New report criticises Spanish practices on migrant detention
08 June 2018
Brussels, 8 June 2018 – The Jesuit Migrant Service (Servicio Jesuita a Migrantes, SJM) in Spain published “Sufrimiento Inútil” (“Needless Suffering”), its annual report on the detention of irregular migrants by the Spanish authorities. SJM argues that keeping irregular migrants in detention centres leads to unnecessary human suffering, serves no purpose, and should be abolished.
Detention on the rise
In 2017, almost nine thousand migrants were brought to detention centres in Spain — a number that strained the capacity of the detention-centre system. Instead of reconsidering whether it is necessary to deprive so many people of their liberty, the Spanish government announced that they would meet the situation by building three new detention centres.
In these circumstances, Spanish civil society organisations — including SJM — play a vitally important role. They visit detention centres, monitor the conditions, listen to the detainees, and, when necessary, help them to file complaints with the Spanish courts. While visiting Spanish detention centres, SJM has found that the conditions are very poor — often worse than in prisons. In theory, Spanish law recognises that detained migrants are not convicts, and should not be kept in prison-like or punitive conditions. In practice, however, this law is widely ignored. In spite of repeated protests from civil society organisations, and in spite of complaints repeatedly upheld by the Spanish courts and by the Spanish national ombudsman, migrants continue to be kept in poor, prison-like facilities, subject to the arbitrary authority of detention centre staff.

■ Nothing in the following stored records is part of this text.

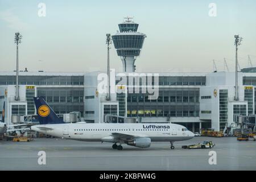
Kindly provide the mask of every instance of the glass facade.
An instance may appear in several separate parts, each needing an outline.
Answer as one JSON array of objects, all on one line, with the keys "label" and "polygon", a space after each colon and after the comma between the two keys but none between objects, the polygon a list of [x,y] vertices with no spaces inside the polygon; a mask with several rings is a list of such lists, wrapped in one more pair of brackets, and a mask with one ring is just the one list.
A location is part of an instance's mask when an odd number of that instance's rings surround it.
[{"label": "glass facade", "polygon": [[56,114],[80,111],[84,114],[84,88],[38,88],[38,96],[43,97]]},{"label": "glass facade", "polygon": [[[104,105],[104,116],[106,114],[117,115],[117,105]],[[105,122],[105,117],[104,118]]]},{"label": "glass facade", "polygon": [[205,85],[205,76],[159,76],[159,85]]},{"label": "glass facade", "polygon": [[27,102],[27,114],[35,114],[35,102],[34,97],[35,97],[35,89],[34,86],[27,86],[26,88],[26,98]]},{"label": "glass facade", "polygon": [[234,115],[246,115],[246,105],[234,105],[233,110]]},{"label": "glass facade", "polygon": [[119,104],[119,115],[126,117],[126,100],[125,93],[117,93],[117,100]]},{"label": "glass facade", "polygon": [[26,115],[25,105],[11,105],[11,115]]},{"label": "glass facade", "polygon": [[118,56],[138,56],[139,55],[141,50],[138,49],[117,49]]},{"label": "glass facade", "polygon": [[256,77],[243,77],[243,85],[256,86]]},{"label": "glass facade", "polygon": [[220,90],[220,130],[223,131],[228,123],[228,89]]},{"label": "glass facade", "polygon": [[253,108],[253,88],[245,89],[245,101],[248,102],[248,115],[254,114]]},{"label": "glass facade", "polygon": [[[20,85],[83,85],[84,76],[19,76]],[[15,76],[0,76],[0,85],[16,84]]]},{"label": "glass facade", "polygon": [[128,94],[127,117],[198,117],[199,89],[159,88],[157,100]]},{"label": "glass facade", "polygon": [[121,23],[118,24],[120,32],[133,31],[137,32],[139,24],[137,23]]}]

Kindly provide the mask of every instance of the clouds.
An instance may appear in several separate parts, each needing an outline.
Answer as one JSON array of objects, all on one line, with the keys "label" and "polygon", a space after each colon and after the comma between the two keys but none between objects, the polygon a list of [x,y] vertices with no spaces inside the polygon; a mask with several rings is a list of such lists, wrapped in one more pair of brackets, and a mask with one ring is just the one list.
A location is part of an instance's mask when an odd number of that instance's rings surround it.
[{"label": "clouds", "polygon": [[0,11],[0,21],[7,24],[7,27],[15,31],[22,31],[28,28],[28,25],[15,14],[15,8]]}]

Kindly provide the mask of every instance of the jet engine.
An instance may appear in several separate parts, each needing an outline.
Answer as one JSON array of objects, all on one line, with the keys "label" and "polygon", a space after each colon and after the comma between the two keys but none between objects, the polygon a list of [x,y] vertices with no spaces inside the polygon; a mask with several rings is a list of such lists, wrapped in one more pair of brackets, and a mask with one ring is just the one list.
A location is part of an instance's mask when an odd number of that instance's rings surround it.
[{"label": "jet engine", "polygon": [[135,138],[132,141],[126,142],[129,146],[135,146],[140,148],[147,148],[150,147],[151,140],[149,138]]}]

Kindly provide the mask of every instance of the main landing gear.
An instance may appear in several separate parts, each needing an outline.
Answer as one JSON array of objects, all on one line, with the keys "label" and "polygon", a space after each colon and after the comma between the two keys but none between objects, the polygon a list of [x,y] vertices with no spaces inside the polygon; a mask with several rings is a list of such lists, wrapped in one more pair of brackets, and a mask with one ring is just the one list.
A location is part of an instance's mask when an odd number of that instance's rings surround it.
[{"label": "main landing gear", "polygon": [[113,144],[112,148],[113,149],[117,149],[118,150],[123,150],[123,147],[121,144],[118,146],[115,143]]},{"label": "main landing gear", "polygon": [[174,146],[174,142],[170,142],[171,143],[171,149],[174,149],[175,147]]}]

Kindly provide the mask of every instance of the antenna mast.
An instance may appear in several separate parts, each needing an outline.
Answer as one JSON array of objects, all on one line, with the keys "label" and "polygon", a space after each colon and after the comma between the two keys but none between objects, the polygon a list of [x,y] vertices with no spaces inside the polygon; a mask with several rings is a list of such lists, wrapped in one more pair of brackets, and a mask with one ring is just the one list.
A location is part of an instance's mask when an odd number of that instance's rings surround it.
[{"label": "antenna mast", "polygon": [[112,43],[111,40],[110,34],[107,34],[106,35],[106,44],[108,45],[108,93],[106,100],[108,101],[110,100],[110,73],[109,67],[109,49],[110,48],[110,44]]},{"label": "antenna mast", "polygon": [[21,43],[22,35],[19,32],[15,33],[14,42],[16,43],[16,93],[15,101],[19,100],[19,44]]},{"label": "antenna mast", "polygon": [[225,67],[226,67],[228,72],[229,72],[229,68],[228,67],[228,64],[226,64],[226,58],[224,57],[224,69]]},{"label": "antenna mast", "polygon": [[241,45],[241,42],[242,42],[242,38],[240,37],[239,35],[236,35],[234,36],[235,42],[234,45],[236,46],[236,94],[235,94],[235,101],[238,101],[238,60],[237,58],[237,51],[238,49],[238,46]]}]

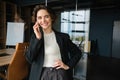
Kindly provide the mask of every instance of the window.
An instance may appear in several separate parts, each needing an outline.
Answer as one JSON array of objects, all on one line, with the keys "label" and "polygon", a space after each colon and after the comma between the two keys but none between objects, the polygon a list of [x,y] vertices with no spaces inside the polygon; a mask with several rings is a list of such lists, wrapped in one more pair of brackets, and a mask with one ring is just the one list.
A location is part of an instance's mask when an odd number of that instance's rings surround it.
[{"label": "window", "polygon": [[78,46],[89,39],[90,10],[65,11],[61,13],[61,32],[68,33]]}]

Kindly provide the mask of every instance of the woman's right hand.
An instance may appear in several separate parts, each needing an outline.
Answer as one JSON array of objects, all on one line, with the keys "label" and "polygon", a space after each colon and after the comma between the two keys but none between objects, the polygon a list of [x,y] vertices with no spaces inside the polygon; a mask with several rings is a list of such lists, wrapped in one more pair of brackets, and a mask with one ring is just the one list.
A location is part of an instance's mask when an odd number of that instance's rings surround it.
[{"label": "woman's right hand", "polygon": [[33,30],[34,30],[34,33],[36,35],[36,38],[40,40],[42,35],[41,35],[39,27],[40,27],[39,23],[36,22],[35,25],[33,26]]}]

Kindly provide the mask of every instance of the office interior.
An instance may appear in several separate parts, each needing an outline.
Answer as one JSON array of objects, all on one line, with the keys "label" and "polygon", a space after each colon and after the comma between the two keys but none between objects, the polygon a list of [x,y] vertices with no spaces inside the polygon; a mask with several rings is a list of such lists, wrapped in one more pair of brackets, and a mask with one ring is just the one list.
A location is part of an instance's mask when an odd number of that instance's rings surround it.
[{"label": "office interior", "polygon": [[[119,0],[0,0],[0,49],[6,48],[6,23],[14,22],[15,13],[19,13],[26,23],[25,42],[29,42],[33,33],[32,11],[35,5],[51,6],[57,14],[54,28],[61,31],[61,13],[89,10],[87,31],[73,30],[82,33],[83,41],[89,41],[90,50],[83,53],[84,66],[76,67],[75,80],[119,80],[120,72],[120,1]],[[65,15],[65,14],[64,14]],[[75,15],[75,14],[74,14]],[[65,21],[64,19],[63,21]],[[64,22],[63,22],[64,23]],[[69,22],[67,22],[69,23]],[[73,21],[73,24],[85,24],[85,21]],[[85,26],[84,26],[85,27]],[[85,33],[87,32],[87,34]],[[86,35],[85,35],[86,34]],[[72,33],[70,33],[72,35]],[[81,40],[81,38],[80,38]],[[81,41],[80,41],[81,42]],[[83,42],[81,48],[85,47]],[[78,47],[80,47],[78,45]],[[88,48],[87,48],[88,49]],[[86,55],[87,54],[87,55]],[[87,57],[87,58],[86,58]],[[85,69],[82,73],[82,69]],[[79,75],[82,74],[82,75]]]}]

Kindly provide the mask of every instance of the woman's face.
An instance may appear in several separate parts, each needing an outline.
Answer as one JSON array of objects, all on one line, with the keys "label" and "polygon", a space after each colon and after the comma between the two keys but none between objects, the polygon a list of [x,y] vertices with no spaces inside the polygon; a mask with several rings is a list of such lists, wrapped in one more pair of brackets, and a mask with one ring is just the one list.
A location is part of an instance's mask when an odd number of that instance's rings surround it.
[{"label": "woman's face", "polygon": [[46,10],[41,9],[37,12],[37,22],[44,30],[51,29],[52,18]]}]

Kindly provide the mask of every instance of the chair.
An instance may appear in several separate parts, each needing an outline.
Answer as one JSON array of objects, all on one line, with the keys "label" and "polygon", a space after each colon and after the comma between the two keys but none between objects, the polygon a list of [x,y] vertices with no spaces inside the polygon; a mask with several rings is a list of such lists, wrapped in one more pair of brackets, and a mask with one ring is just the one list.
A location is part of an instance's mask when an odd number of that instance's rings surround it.
[{"label": "chair", "polygon": [[24,53],[29,43],[17,43],[13,58],[8,65],[5,78],[7,80],[24,80],[28,76],[28,63]]}]

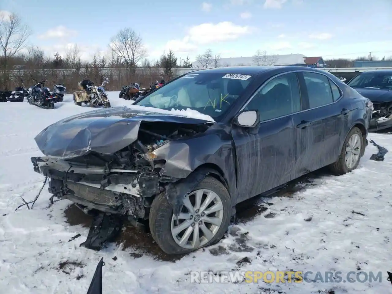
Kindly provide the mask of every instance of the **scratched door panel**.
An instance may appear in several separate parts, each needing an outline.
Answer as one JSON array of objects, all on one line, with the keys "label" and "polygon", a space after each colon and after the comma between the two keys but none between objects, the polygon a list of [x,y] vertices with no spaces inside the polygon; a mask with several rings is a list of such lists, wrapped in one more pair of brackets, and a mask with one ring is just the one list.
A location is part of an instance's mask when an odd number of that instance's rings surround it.
[{"label": "scratched door panel", "polygon": [[241,201],[284,183],[293,177],[296,159],[292,115],[259,126],[258,129],[234,127],[232,131]]}]

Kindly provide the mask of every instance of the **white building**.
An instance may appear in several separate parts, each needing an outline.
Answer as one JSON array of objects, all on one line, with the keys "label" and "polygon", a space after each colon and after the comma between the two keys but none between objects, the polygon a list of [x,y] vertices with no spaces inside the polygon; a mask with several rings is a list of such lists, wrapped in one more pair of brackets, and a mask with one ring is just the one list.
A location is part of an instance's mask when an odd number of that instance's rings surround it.
[{"label": "white building", "polygon": [[[286,55],[264,55],[256,58],[254,56],[248,57],[230,57],[221,58],[218,67],[238,66],[240,65],[289,65],[293,64],[305,64],[303,54],[287,54]],[[257,60],[258,59],[258,60]],[[198,61],[192,63],[194,68],[201,69],[201,64]],[[209,63],[207,67],[214,67],[214,60]]]}]

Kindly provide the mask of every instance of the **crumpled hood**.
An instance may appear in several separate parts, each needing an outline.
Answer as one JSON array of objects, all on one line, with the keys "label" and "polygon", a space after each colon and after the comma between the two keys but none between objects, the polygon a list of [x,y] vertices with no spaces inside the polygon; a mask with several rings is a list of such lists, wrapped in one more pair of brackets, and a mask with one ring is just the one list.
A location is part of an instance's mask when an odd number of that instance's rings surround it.
[{"label": "crumpled hood", "polygon": [[364,97],[370,99],[372,102],[392,102],[392,90],[365,88],[353,89]]},{"label": "crumpled hood", "polygon": [[208,122],[120,106],[64,118],[45,128],[34,140],[41,152],[53,158],[70,159],[91,151],[112,154],[137,139],[142,121],[194,124]]}]

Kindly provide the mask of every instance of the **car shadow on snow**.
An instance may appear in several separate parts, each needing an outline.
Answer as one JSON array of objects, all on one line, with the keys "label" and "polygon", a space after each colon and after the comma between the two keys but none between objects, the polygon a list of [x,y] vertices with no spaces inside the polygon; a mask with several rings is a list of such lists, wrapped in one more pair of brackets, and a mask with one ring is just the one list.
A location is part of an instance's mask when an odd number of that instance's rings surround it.
[{"label": "car shadow on snow", "polygon": [[[268,201],[269,200],[276,197],[290,198],[296,192],[317,185],[315,181],[317,179],[329,174],[327,169],[321,169],[287,183],[284,188],[268,196],[257,196],[238,205],[236,219],[228,230],[229,234],[236,237],[235,244],[229,247],[230,251],[238,252],[253,250],[252,248],[246,245],[246,234],[239,234],[236,224],[251,221],[255,216],[266,212],[269,206],[273,205],[273,203]],[[66,222],[71,226],[81,225],[87,229],[91,225],[92,217],[86,215],[74,204],[69,206],[65,210],[64,213]],[[274,216],[274,214],[270,212],[265,214],[264,217],[272,218]],[[86,231],[86,234],[87,232]],[[186,255],[172,256],[165,254],[154,241],[148,228],[143,226],[136,227],[129,225],[125,227],[115,242],[118,245],[122,244],[123,250],[131,249],[132,252],[130,255],[134,258],[146,255],[156,260],[175,262]],[[203,248],[201,250],[204,251],[207,249],[208,249]],[[214,247],[209,250],[214,255],[229,254],[227,250],[219,245],[218,247]]]}]

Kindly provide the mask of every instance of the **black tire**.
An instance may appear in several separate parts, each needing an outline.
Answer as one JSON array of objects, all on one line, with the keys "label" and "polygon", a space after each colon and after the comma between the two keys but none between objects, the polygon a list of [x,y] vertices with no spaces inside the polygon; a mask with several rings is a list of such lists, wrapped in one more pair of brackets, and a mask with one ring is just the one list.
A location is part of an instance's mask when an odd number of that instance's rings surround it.
[{"label": "black tire", "polygon": [[[359,151],[359,157],[358,159],[357,163],[353,167],[349,168],[346,164],[346,148],[348,143],[348,140],[354,134],[356,134],[359,136],[359,140],[361,140],[361,149]],[[347,137],[346,137],[346,140],[345,140],[343,146],[342,147],[342,150],[340,152],[339,158],[338,158],[338,160],[336,162],[332,163],[329,166],[331,171],[334,174],[337,175],[341,175],[347,172],[350,172],[357,168],[358,165],[359,163],[359,161],[361,160],[361,157],[363,154],[364,151],[362,150],[362,149],[365,148],[365,145],[363,143],[363,136],[361,130],[356,127],[353,127],[348,132],[348,134],[347,135]]]},{"label": "black tire", "polygon": [[74,98],[74,102],[75,103],[75,105],[77,105],[78,106],[82,106],[82,102],[76,102],[76,100],[75,100],[75,98]]},{"label": "black tire", "polygon": [[[216,243],[223,236],[230,223],[232,207],[229,192],[222,183],[215,178],[206,177],[194,191],[199,189],[208,189],[216,193],[221,198],[223,207],[220,227],[208,243],[200,247],[201,248]],[[184,248],[176,243],[172,236],[171,228],[172,215],[173,209],[165,194],[162,193],[157,196],[152,201],[149,216],[150,230],[153,238],[161,249],[169,254],[184,254],[195,251]]]}]

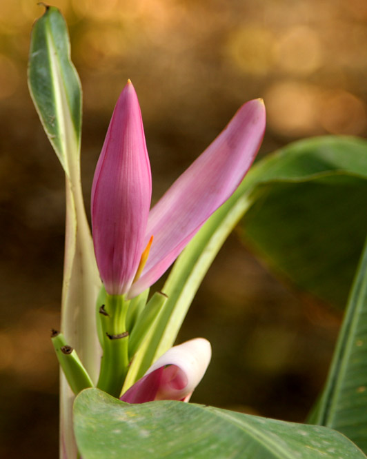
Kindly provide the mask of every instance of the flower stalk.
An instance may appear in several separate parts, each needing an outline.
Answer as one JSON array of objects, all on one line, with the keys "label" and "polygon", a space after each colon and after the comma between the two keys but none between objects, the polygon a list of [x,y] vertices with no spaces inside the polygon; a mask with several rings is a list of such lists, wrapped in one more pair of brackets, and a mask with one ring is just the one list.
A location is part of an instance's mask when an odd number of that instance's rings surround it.
[{"label": "flower stalk", "polygon": [[129,367],[126,325],[129,303],[123,295],[106,294],[106,303],[99,307],[103,355],[97,387],[115,397],[120,396]]},{"label": "flower stalk", "polygon": [[67,344],[63,334],[52,330],[51,340],[59,363],[74,394],[77,395],[83,389],[94,387],[92,379],[75,349]]}]

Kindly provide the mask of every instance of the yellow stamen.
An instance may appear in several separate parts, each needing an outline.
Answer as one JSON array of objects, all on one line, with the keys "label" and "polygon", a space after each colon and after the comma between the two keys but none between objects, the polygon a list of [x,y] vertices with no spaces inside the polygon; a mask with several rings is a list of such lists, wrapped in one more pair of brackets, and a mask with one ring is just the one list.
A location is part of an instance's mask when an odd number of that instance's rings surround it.
[{"label": "yellow stamen", "polygon": [[146,245],[144,251],[141,254],[141,258],[140,258],[140,263],[139,263],[139,267],[137,271],[137,274],[135,274],[135,277],[134,278],[134,280],[132,281],[133,283],[136,282],[140,277],[140,274],[141,274],[141,272],[143,271],[143,269],[146,265],[146,261],[148,260],[149,252],[150,251],[150,246],[152,245],[152,242],[153,242],[153,236],[151,236],[150,238],[149,239],[149,242]]}]

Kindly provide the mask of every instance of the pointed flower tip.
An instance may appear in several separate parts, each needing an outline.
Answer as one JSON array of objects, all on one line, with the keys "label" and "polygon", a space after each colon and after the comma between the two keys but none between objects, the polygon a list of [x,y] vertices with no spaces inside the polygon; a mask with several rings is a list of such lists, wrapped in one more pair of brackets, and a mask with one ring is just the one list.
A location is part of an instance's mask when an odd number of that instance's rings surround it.
[{"label": "pointed flower tip", "polygon": [[121,400],[128,403],[155,400],[188,402],[206,371],[211,354],[210,344],[204,338],[171,347]]}]

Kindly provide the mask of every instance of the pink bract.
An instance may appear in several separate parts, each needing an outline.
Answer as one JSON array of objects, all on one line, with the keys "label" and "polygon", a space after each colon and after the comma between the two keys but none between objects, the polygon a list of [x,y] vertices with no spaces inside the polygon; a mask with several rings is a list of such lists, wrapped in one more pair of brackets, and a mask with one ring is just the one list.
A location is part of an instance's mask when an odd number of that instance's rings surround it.
[{"label": "pink bract", "polygon": [[[238,187],[259,148],[265,122],[262,100],[242,105],[149,212],[150,167],[137,96],[128,82],[116,104],[92,189],[95,251],[108,294],[133,298],[159,278]],[[148,261],[135,279],[152,236]]]}]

Moreover, detainees may be denied access to adequate healthcare, as well as access to the legal advice that they would need to contest their detention, or to apply for asylum. In some cases, detention centre staff try to prevent detainees from communicating with the outside world — for example, by preventing them from using mobile phones, or from receiving visits from civil society organisations. This is despite the fact that the Spanish courts have held that receiving visits from civil society organisations is a legal right.
Finally, and most importantly, SJM argues that detention serves no clear purpose: irregular migrants are not a threat to anyone, and about two thirds of those detained are eventually released, making detention useless for the purpose of enforcing returns.
End migrant detention
SJM advocates for the abolition of the detention-centre system. Spain needs to find a better, more humane approach to dealing with irregular migration. One step towards a better approach would be to recognise that many irregular migrants are actually refugees, who are entitled to protection under international law. If refugees were offered safe and legal channels to come to Europe, they would not be forced to resort to crossing borders irregularly.
Apart from this, another essential step towards a more humane system is to develop alternatives to detention, such as temporary accommodation in open reception centres with dignified living conditions.
While SJM’s report focuses on Spain, many of the problems that it uncovers are also found in other European countries. JRS-Europe works with SJM, and with other partners around Europe, to promote alternatives to migrant detention.